Deep Learning-Based Predictive Analytics for Weapon Detection: A Fusion of FMR-CNN and YOLOv9 Models
DOI:
https://doi.org/10.21015/vtse.v13i2.2136Abstract
The early detection of firearms from surveillance videos is necessary to improve public security and life. Even with the growing advancement of Deep Learning (DL) techniques, difficulties persist in distinguishing generic items from weapons in surveillance footage. While deep learning has significantly advanced generic object identification, weapons detection demands specialized methods that maintain high accuracy and processing efficiency. This study addresses these challenges by presenting a novel hybrid deep learning system that combines the strengths of Faster R-CNN, Mask R-CNN, and the YOLOv9s architecture. The aim is to enhance surveillance systems through predictive analytics and automatic weapon identification for defensive security measures. This research focuses on deep learning to create an intelligent detection system that improves operational effectiveness and recognition accuracy.

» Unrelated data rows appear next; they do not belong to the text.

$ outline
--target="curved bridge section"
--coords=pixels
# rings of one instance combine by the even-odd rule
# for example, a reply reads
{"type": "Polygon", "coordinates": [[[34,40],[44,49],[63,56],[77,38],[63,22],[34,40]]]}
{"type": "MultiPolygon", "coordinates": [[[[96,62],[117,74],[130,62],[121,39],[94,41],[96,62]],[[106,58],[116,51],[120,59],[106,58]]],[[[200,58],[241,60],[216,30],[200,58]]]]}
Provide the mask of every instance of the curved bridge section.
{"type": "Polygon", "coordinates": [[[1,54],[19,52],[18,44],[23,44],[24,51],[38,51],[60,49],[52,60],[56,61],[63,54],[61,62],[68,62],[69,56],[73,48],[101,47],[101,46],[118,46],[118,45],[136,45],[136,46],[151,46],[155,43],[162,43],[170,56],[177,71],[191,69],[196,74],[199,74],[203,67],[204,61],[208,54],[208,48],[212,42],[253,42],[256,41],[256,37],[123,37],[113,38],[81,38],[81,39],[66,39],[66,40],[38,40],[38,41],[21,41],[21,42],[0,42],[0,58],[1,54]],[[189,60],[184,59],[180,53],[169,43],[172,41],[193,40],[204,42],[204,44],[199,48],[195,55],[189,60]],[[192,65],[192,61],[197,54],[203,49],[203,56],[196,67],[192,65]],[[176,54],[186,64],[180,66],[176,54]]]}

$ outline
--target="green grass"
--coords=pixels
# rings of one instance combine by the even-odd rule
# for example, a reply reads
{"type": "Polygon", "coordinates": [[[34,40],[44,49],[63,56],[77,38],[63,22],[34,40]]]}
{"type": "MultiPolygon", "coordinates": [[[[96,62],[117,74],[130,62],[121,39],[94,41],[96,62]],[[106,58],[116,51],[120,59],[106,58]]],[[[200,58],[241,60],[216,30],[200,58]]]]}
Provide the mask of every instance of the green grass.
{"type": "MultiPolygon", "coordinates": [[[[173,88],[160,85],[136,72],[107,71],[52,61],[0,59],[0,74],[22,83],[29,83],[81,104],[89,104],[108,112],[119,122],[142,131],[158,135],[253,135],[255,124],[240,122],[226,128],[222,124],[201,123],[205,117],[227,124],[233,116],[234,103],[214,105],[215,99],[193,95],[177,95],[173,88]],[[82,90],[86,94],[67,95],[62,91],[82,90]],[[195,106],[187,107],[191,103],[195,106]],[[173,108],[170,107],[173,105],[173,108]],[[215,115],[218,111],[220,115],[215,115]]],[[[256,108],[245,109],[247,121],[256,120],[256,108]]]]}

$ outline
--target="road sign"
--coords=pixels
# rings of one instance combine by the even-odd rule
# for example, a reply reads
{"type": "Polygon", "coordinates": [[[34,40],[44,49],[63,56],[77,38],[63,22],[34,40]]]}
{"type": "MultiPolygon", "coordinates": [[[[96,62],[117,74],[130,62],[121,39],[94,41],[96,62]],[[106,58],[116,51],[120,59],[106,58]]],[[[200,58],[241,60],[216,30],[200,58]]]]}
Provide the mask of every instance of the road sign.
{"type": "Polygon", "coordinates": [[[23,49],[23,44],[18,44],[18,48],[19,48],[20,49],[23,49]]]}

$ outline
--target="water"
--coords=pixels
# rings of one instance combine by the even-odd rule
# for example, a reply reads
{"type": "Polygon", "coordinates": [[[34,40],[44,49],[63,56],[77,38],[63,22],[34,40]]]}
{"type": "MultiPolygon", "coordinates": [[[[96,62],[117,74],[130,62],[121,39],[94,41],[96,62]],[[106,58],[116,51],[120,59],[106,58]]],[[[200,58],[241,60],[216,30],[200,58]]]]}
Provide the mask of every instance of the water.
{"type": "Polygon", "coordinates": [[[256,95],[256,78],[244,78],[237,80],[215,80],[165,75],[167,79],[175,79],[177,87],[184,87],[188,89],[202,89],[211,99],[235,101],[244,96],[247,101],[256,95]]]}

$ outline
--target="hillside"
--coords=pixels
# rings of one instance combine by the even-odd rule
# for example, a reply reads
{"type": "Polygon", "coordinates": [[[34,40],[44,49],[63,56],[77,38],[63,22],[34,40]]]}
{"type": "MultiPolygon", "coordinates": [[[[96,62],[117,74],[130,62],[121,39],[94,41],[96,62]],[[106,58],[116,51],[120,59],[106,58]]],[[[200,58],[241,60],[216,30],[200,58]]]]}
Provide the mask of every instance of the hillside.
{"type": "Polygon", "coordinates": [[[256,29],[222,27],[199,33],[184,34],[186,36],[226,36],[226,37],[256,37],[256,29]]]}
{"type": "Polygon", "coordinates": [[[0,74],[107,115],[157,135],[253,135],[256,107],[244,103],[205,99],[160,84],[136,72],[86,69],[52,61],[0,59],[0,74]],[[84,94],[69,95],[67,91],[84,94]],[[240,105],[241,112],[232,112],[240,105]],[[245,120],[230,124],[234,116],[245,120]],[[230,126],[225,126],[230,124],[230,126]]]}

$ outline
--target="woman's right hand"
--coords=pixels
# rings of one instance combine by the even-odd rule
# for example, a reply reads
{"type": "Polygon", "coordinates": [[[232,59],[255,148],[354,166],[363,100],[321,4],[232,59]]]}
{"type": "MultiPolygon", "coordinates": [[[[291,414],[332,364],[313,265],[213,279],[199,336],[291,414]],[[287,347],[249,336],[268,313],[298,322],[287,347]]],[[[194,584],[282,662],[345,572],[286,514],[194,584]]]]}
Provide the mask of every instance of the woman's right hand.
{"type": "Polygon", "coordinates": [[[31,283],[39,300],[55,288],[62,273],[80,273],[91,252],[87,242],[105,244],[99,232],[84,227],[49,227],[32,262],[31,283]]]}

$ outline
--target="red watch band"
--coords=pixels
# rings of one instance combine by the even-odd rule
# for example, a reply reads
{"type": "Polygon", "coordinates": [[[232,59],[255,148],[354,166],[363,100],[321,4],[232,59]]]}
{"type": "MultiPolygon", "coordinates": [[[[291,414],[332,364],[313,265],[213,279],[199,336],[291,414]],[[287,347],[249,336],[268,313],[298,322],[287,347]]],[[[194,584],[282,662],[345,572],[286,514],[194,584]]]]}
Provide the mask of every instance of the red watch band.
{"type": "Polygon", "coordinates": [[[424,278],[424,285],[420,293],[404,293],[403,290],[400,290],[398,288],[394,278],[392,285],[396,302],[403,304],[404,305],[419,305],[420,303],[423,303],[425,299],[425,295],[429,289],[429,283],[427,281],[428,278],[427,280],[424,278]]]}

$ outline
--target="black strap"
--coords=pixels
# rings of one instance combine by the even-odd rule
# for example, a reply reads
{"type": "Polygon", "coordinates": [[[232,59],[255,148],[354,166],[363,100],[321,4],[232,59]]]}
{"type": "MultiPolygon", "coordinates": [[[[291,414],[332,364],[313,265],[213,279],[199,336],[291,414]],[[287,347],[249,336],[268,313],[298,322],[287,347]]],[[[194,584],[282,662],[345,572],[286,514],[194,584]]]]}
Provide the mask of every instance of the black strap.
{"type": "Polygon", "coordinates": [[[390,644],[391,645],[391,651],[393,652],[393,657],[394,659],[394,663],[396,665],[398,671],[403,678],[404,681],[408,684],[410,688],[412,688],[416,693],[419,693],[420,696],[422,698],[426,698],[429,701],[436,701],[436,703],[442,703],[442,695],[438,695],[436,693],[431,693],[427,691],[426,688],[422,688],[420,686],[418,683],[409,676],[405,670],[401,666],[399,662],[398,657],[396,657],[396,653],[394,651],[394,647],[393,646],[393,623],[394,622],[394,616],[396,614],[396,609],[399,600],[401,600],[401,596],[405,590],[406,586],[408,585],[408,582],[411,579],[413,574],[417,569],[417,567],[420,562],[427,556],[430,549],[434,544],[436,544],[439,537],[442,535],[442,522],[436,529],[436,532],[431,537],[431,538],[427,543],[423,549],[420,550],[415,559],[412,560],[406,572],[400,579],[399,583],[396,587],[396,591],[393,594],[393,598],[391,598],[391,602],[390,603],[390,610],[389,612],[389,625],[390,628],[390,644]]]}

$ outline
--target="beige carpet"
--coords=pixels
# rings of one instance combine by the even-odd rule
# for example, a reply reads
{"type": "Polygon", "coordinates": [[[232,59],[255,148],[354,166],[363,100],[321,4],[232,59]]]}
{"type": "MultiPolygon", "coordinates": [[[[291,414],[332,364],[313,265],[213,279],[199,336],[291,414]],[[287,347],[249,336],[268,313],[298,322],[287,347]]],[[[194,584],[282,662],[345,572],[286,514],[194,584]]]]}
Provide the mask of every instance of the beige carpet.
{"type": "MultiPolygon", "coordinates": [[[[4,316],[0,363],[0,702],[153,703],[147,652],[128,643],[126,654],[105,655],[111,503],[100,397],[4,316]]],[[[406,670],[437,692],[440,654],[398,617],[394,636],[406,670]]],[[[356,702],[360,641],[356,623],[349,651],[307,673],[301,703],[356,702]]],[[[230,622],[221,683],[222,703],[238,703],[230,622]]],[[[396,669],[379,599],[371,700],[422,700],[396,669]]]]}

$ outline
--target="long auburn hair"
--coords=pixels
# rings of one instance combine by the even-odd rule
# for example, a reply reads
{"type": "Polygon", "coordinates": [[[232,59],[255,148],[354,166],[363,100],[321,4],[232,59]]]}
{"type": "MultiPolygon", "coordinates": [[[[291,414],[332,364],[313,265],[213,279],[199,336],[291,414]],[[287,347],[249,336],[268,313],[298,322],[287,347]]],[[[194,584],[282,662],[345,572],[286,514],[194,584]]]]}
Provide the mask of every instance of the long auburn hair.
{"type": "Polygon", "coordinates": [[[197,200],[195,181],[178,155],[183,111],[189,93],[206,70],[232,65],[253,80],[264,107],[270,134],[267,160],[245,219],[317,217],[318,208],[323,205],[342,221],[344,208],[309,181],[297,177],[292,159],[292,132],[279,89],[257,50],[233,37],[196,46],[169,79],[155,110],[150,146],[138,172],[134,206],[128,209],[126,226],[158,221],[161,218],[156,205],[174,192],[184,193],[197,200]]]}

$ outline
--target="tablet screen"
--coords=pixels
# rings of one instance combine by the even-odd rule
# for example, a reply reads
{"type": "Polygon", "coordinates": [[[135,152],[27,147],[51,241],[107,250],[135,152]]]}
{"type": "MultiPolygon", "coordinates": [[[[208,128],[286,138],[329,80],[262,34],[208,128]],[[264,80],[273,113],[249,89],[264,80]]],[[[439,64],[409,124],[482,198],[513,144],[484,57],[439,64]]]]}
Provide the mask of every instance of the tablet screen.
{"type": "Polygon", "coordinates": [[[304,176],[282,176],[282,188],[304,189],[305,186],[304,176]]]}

The testing results indicate that the hybrid technique outperforms the individual models, achieving an overall accuracy of 99.02%, along with comparable precision and recall scores. In contrast, YOLOv9s alone achieved an accuracy of 98.70%, while other standalone models showed lower performance. However, the technique still faces limitations in poorly lit or visually cluttered environments.The proposed framework represents a flexible, scalable, and precise tool for instantaneous weapon spotting, contributing substantially to intelligent monitoring technologies and community protection efforts.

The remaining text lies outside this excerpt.